Non-production departments can be costly to run, so using a cost allocation
scheme ensures that production departments pick up their fair shares of these
costs. One of three widely used techniques for allocating the costs of service
departments is the reciprocal, or double-distribution, method. The direct and
step-down methods are the two other popular ones, but as we discuss below, the
reciprocal method usually gives the most accurate results.

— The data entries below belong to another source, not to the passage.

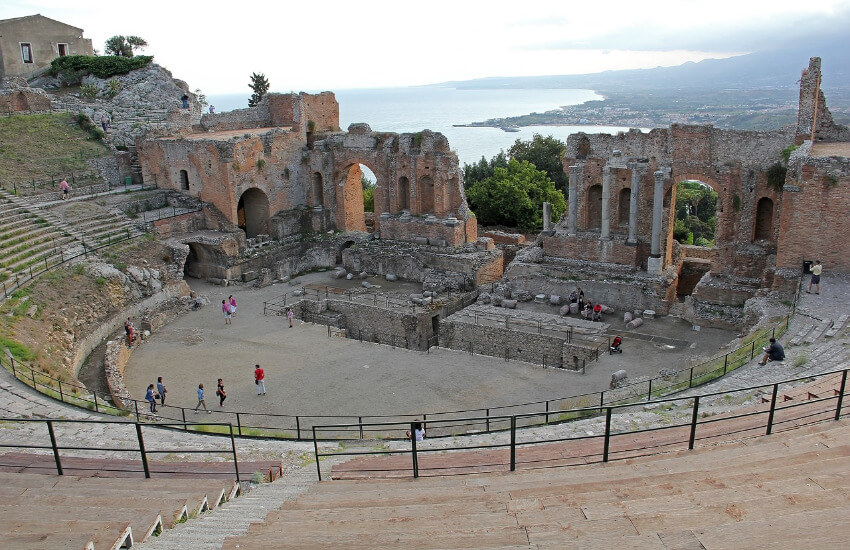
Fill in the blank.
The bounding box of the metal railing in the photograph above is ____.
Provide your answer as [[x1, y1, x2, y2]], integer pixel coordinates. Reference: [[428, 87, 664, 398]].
[[0, 418, 240, 481], [0, 318, 788, 441], [313, 369, 848, 480]]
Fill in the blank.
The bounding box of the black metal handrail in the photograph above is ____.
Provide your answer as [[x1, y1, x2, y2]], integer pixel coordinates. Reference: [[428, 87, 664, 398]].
[[313, 369, 848, 481], [0, 418, 240, 481], [0, 310, 788, 441]]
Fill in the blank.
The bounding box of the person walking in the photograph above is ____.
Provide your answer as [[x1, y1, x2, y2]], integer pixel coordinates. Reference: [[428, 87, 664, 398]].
[[59, 178, 71, 201], [254, 365, 266, 395], [221, 300, 233, 325], [806, 260, 823, 294], [215, 378, 227, 407], [195, 384, 212, 414], [145, 384, 157, 414], [156, 376, 168, 406]]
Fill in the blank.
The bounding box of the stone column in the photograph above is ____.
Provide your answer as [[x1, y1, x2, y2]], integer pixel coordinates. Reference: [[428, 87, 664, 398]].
[[626, 162, 643, 244], [599, 165, 611, 239], [646, 170, 664, 273], [567, 164, 584, 235]]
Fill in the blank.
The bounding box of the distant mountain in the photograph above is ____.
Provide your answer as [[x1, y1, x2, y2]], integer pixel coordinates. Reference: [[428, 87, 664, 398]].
[[441, 42, 850, 95]]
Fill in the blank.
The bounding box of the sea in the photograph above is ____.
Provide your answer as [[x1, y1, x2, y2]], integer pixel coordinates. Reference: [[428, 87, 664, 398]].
[[207, 86, 628, 166]]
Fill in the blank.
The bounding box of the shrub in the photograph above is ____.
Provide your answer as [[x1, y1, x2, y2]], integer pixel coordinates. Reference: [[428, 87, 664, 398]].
[[50, 55, 153, 78]]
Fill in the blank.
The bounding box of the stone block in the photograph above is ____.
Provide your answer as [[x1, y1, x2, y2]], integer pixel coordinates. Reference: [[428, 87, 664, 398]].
[[626, 317, 643, 328]]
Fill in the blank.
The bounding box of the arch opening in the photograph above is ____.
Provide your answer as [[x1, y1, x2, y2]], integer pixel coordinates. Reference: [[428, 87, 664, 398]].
[[673, 180, 718, 248], [236, 188, 269, 238], [753, 197, 773, 241]]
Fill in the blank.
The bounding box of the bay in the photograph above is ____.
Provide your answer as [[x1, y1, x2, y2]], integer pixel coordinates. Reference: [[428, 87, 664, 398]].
[[208, 86, 628, 166]]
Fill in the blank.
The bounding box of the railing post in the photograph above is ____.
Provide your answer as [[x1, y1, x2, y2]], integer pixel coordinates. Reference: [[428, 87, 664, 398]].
[[47, 420, 65, 476], [688, 395, 699, 451], [136, 422, 151, 479], [835, 369, 847, 420], [410, 422, 419, 479], [511, 415, 516, 472], [313, 426, 322, 481], [765, 384, 779, 435], [230, 424, 238, 483]]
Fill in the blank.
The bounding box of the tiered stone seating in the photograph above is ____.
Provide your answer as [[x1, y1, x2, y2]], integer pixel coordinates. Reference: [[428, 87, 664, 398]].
[[223, 420, 850, 550], [0, 472, 239, 549]]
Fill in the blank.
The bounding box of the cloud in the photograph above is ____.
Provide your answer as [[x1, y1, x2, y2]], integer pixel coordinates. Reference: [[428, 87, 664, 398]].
[[524, 7, 850, 52]]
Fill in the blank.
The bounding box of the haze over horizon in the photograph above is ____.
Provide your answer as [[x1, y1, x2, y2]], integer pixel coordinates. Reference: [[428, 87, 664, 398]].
[[0, 0, 850, 94]]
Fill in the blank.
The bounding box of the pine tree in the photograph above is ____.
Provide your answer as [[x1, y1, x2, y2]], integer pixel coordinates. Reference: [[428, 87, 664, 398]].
[[248, 73, 269, 107]]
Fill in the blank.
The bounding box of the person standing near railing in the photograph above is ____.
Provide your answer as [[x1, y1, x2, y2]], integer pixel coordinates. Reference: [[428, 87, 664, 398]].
[[145, 384, 157, 414]]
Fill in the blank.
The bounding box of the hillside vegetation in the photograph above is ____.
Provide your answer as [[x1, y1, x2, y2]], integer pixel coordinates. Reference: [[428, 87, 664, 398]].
[[0, 113, 110, 188]]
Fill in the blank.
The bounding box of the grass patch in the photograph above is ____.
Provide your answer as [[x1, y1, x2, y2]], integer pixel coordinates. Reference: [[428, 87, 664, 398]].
[[0, 113, 109, 188]]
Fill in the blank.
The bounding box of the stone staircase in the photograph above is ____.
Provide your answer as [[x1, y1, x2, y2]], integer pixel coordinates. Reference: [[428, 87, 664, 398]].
[[214, 420, 850, 550]]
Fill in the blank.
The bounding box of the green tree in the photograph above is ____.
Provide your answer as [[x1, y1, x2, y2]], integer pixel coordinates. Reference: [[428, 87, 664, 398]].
[[508, 134, 569, 193], [467, 159, 566, 231], [103, 34, 148, 57], [248, 73, 269, 107], [463, 151, 508, 189]]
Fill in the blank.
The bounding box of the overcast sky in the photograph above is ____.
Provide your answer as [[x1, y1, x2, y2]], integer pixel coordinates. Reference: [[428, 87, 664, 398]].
[[0, 0, 850, 94]]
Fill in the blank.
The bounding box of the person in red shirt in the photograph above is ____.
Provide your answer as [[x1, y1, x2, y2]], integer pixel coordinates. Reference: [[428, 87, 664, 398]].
[[254, 365, 266, 395]]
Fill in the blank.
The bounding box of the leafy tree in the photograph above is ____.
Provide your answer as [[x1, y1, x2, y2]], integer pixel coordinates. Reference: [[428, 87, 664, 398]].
[[673, 181, 717, 246], [103, 34, 148, 57], [508, 134, 569, 193], [463, 151, 508, 189], [248, 73, 269, 107], [467, 159, 566, 231]]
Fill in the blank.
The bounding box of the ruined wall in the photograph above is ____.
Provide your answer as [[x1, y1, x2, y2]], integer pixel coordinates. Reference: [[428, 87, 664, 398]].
[[776, 142, 850, 277]]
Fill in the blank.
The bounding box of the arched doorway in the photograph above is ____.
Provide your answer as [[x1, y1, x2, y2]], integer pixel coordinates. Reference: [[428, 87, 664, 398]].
[[236, 188, 269, 238], [310, 172, 325, 207], [587, 185, 602, 231], [419, 176, 434, 214], [396, 176, 410, 212], [753, 197, 773, 241]]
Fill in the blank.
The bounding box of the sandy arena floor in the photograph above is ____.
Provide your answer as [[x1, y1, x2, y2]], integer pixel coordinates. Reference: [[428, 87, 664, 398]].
[[125, 273, 734, 416]]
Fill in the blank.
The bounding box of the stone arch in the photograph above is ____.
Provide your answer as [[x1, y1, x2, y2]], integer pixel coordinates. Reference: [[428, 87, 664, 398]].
[[236, 187, 269, 238], [337, 164, 366, 232], [617, 187, 632, 226], [753, 197, 773, 241], [418, 176, 434, 214], [585, 185, 602, 231], [396, 176, 410, 212], [310, 172, 325, 208]]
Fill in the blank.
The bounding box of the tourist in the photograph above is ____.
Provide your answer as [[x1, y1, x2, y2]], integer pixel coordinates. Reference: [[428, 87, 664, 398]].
[[254, 365, 266, 395], [195, 384, 212, 414], [407, 421, 425, 442], [806, 260, 823, 294], [215, 378, 227, 407], [156, 376, 168, 405], [59, 178, 71, 201], [145, 384, 158, 414], [759, 338, 785, 365]]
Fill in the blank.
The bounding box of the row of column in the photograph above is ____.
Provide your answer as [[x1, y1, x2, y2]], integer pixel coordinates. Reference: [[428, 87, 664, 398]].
[[567, 162, 664, 268]]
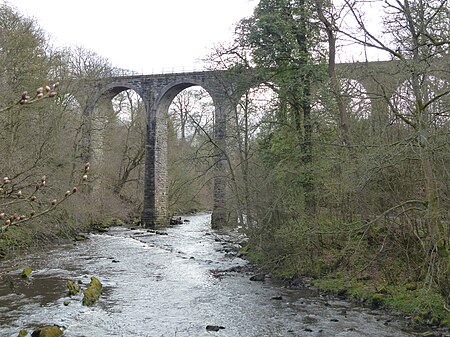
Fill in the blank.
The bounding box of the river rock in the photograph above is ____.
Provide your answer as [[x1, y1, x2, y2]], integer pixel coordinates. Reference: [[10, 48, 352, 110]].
[[31, 325, 63, 337], [250, 274, 266, 282], [82, 276, 103, 306], [67, 280, 81, 296], [206, 325, 225, 332], [22, 267, 33, 278]]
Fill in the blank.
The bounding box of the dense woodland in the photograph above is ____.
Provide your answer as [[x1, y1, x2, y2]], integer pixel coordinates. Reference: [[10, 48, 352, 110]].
[[0, 0, 450, 325]]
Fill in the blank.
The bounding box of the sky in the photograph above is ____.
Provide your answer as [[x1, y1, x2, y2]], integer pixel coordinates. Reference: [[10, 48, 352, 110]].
[[6, 0, 258, 74]]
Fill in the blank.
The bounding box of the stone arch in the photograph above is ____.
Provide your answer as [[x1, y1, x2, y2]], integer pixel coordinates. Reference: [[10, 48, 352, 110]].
[[142, 76, 236, 227]]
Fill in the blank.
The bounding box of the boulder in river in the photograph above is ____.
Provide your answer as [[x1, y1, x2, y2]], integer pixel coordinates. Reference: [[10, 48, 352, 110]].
[[31, 325, 63, 337], [250, 274, 266, 282], [206, 325, 225, 332], [82, 276, 103, 306], [67, 280, 81, 296], [22, 267, 33, 278]]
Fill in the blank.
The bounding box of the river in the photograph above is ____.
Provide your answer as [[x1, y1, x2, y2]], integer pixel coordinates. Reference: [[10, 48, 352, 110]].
[[0, 214, 422, 337]]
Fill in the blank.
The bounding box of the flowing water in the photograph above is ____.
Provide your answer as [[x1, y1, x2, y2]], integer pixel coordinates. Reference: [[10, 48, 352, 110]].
[[0, 214, 428, 337]]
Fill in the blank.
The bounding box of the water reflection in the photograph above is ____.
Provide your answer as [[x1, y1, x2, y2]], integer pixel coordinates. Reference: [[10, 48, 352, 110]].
[[0, 214, 418, 337]]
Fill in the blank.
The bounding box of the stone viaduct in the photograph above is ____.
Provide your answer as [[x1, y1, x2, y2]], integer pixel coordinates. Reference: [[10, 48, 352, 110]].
[[79, 61, 449, 227]]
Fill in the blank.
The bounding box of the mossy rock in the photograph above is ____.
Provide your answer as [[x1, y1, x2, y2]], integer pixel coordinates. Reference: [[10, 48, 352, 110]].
[[22, 267, 33, 278], [67, 280, 81, 296], [17, 329, 28, 337], [31, 325, 63, 337], [370, 293, 386, 308], [82, 276, 103, 306]]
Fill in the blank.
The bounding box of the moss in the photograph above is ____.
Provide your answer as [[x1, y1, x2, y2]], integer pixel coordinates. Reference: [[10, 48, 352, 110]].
[[238, 243, 264, 264], [369, 293, 386, 308], [31, 325, 63, 337], [21, 267, 33, 278], [82, 276, 103, 306], [312, 273, 450, 327], [67, 280, 81, 296]]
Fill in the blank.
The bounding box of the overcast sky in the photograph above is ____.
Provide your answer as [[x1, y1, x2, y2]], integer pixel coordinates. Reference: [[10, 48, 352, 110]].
[[7, 0, 257, 74]]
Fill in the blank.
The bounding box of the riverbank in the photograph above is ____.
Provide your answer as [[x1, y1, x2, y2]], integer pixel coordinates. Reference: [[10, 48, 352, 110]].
[[239, 244, 450, 337], [0, 214, 428, 337]]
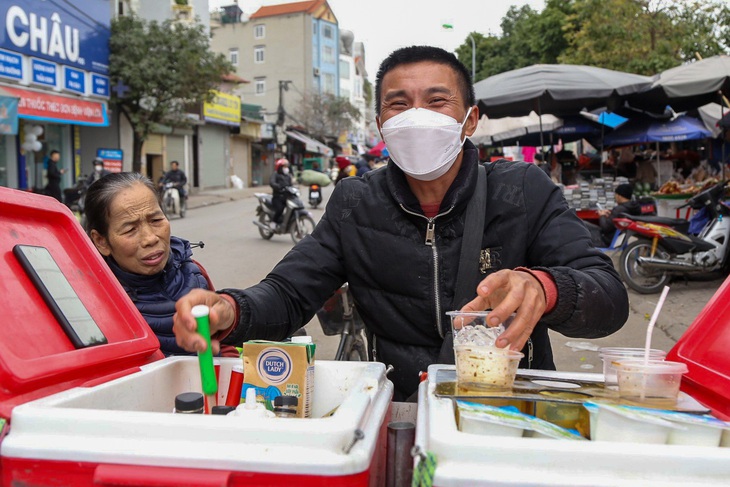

Benefits of Cost Allocation
There is no better way to sensitize a department manager to the
budgetary impact of service costs than to assign these costs to the manager's
department. You know you are getting the manager's attention if the department
suddenly adjusts its budget to reduce its utilization of overhead service from
other departments once these services come with a price tag. Another benefit of
overhead-cost allocation is to ration it, on the assumption that these costs
involve scarce or expensive resources. For example, you might have a company
with a central Information Technology Department that services requests from
six other departments. No matter how many people you hire, you never have
enough to quickly satisfy all requests. In this case, department managers might
bid for IT services by rearranging their budgets to support more of this
overhead. Presumably, those with the greatest needs would make the highest
bids.
Cost Allocation Methods
The easiest technique for assigning service department costs is the
direct method. That's because it allocates costs to production departments only
and turns a blind eye to the overhead costs between service departments. For
example, the food service department wouldn't charge the gym personnel for
their snacks, and the gym wouldn't allocate costs to the food service employees
who use the gym. The step-down method allocates service department costs in
only one direction. For example, the company might allocate gym usage cost to
the food service department but charge no food service costs to the gym. The
reciprocal method would charge costs in both directions.
Reciprocal Method
The reciprocal method permits service departments to charge each other
for the services they deliver. You must solve a set of simultaneous equations
to use this method. Luckily, computer programs or spreadsheets provide this
functionality. Some rational metric serves to allocate costs to each
department. Metrics such as the physical square footage of a department or its
number of employees are popular choices.
Example
Let's say your business has three support departments, A, B and C, and
two production departments, M and N. To allocate costs using the reciprocal
method, you first assign each support department a linear equation. Then you
simultaneously solve all three equations. Suppose the annual budget of Dept. A
is $70,000 and that it uses 9 percent of Dept. B's services. Thus, Dept. A's
linear equation sets its assignable costs equal to $70,000 plus 9 percent of
Dept. B's budget. Similarly, you set up linear equations for the other support
departments, let the computer solve them, and then modify the budgets of the
production departments to absorb these costs.